At the age of thirty-three, Peterson returned to his native state of Alaska to fight cybercrime. Alaska’s FBI unit is the smallest in the country, at the time having only forty-five agents. Peterson helped build their computer intrusion team with three other agents. As Marlin Ritzman, the special agent in charge of the FBI’s Anchorage Field Office, noted, Alaskans are particularly vulnerable to DDoS attacks. “Alaska’s uniquely positioned with our internet services—a lot of rural communities depend on the internet to reach the outside world. A Denial of Service attack could shut down communications to entire communities up here.”

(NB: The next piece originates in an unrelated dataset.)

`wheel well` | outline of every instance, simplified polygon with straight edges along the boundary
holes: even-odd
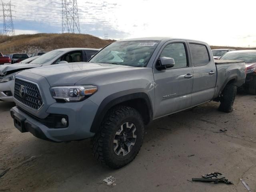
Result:
[[[119,105],[127,106],[135,109],[141,115],[144,124],[146,125],[149,123],[150,120],[150,109],[144,99],[138,98],[126,101],[113,106],[109,110]]]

On September 8, 2016, the Anchorage and New Haven cyber units teamed up and served a search warrant in Connecticut on the member of Poodle Corp who ran the C2 that controlled all their botnets. On the same day, the Israeli police arrested the VDoS founders in Israel. Suddenly, Poodle Corp was no more. More than a half dozen smaller booter services were using Poodle Corp’s infrastructure, and they went dark as well.

The Mirai group waited a couple of days to assess the battlefield. As far as they could tell, they were the only botnet left standing. And they were ready to use their new power.